Vor ungefähr einem halben Jahr erfuhr ich zum ersten Mal von den Fazendas in Brasilien, als der Kaplan Laminski nach einer Reise davon berichtete. Vor 15 Jahren wurde dort die erste Fazenda von einem deutschen Pfarrer gegründet. Seitdem entstanden im ganzen Land mehr als zehn weitere „Höfe". Die Rehabilitation verzichtet auf die Verwendung von Medikamenten, allein die Gemeinschaft der Jugendlichen soll die Droge ersetzen. 
Vor sieben Wochen hatte ich selbst die Möglichkeit, zusammen mit einer Jugendgruppe eine Fazenda in Brasilien zu besuchen, um mit den ehemaligen Drogenabhängigen zu leben und zu arbeiten. Die ersten zwei Tage wohnten wir als Gruppe auf einer Fazenda, um uns an die Zeitumstellung und das Klima zu gewöhnen. Am dritten Tag wurden wir dann auf verschiedene Fazendas zu kleinen Gruppen bis zu sechs Personen aufgeteilt.
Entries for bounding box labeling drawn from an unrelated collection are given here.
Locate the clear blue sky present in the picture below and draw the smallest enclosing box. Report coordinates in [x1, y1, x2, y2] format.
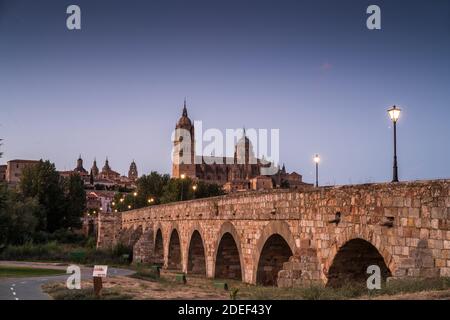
[0, 0, 450, 184]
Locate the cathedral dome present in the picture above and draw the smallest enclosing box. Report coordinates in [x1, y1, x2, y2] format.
[176, 100, 192, 129]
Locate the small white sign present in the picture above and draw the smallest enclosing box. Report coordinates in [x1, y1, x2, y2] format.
[92, 266, 108, 278]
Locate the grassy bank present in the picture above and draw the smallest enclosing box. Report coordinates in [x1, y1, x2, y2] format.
[42, 284, 132, 300]
[0, 266, 65, 278]
[229, 278, 450, 300]
[0, 241, 132, 265]
[41, 266, 450, 300]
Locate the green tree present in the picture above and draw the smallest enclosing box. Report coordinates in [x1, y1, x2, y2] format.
[135, 171, 170, 208]
[61, 174, 86, 228]
[19, 160, 65, 232]
[0, 184, 42, 247]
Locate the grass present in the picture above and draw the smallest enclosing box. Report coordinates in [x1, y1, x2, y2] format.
[0, 242, 131, 266]
[232, 278, 450, 300]
[42, 283, 133, 300]
[0, 266, 65, 278]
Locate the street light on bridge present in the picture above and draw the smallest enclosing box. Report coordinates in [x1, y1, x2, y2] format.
[388, 106, 401, 182]
[314, 154, 320, 188]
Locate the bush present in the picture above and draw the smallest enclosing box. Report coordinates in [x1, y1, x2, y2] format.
[0, 241, 132, 265]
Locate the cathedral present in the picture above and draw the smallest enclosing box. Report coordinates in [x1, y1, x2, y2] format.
[172, 101, 308, 192]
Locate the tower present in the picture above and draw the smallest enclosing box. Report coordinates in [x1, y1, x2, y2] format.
[91, 158, 99, 177]
[172, 99, 196, 178]
[73, 154, 87, 173]
[128, 160, 138, 181]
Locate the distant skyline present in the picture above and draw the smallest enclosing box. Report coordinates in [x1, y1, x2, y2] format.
[0, 0, 450, 184]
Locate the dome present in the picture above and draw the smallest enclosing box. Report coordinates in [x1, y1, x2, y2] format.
[176, 100, 192, 129]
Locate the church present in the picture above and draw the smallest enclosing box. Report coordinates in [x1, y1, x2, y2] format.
[172, 101, 310, 192]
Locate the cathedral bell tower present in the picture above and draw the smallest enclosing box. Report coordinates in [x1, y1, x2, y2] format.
[172, 99, 196, 179]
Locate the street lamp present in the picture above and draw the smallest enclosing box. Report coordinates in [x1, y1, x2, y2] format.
[388, 106, 401, 182]
[192, 184, 197, 199]
[180, 173, 186, 201]
[314, 154, 320, 188]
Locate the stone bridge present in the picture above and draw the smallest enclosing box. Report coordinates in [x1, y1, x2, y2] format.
[97, 180, 450, 287]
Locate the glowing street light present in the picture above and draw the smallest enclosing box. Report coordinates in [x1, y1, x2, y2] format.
[192, 184, 197, 199]
[180, 173, 186, 201]
[388, 106, 402, 182]
[314, 154, 320, 188]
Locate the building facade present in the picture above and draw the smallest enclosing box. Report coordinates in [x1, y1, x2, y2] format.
[5, 159, 39, 185]
[172, 101, 307, 192]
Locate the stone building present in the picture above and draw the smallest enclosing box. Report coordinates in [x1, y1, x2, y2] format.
[5, 159, 39, 185]
[59, 155, 138, 190]
[172, 101, 308, 192]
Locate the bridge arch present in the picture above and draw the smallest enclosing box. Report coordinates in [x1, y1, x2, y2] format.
[153, 226, 164, 265]
[185, 228, 207, 276]
[324, 234, 395, 287]
[167, 228, 183, 270]
[212, 221, 244, 281]
[252, 221, 297, 286]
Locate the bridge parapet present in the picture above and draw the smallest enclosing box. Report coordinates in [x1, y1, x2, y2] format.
[98, 180, 450, 285]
Ich kam auf die Fazenda da Esperanca (Hof der Hoffnung), in der Nähe der Stadt Guaratingeta, zwischen Sao Paulo und Rio, die vor 15 Jahren als erste entstand. Dort leben 80 Jugendliche in vier verschiedenen Häusern. Da es sich die Fazendas zum Ziel gemacht haben, unabhängig von finanzieller Unterstützung zu existieren, wird in der Landwirtschaft und in Fabriken gearbeitet. Jeder Jugendliche trägt somit die Verantwortung für seinen Lebensunterhalt und für die Erhaltung der Fazenda, eine Verantwortung, die die meisten von der Straße nicht kennen. Der Arbeitsbereich auf der Fazenda da Esperanca ist auf die vier verschiedenen Häuser aufgeteilt. Mein Haus, „Casa Dom Bosco", war zuständig für die Herstellung von Plastikflaschen, die später mit „Agua sanitaria", einem Putzmittel, gefüllt und verkauft wurden. 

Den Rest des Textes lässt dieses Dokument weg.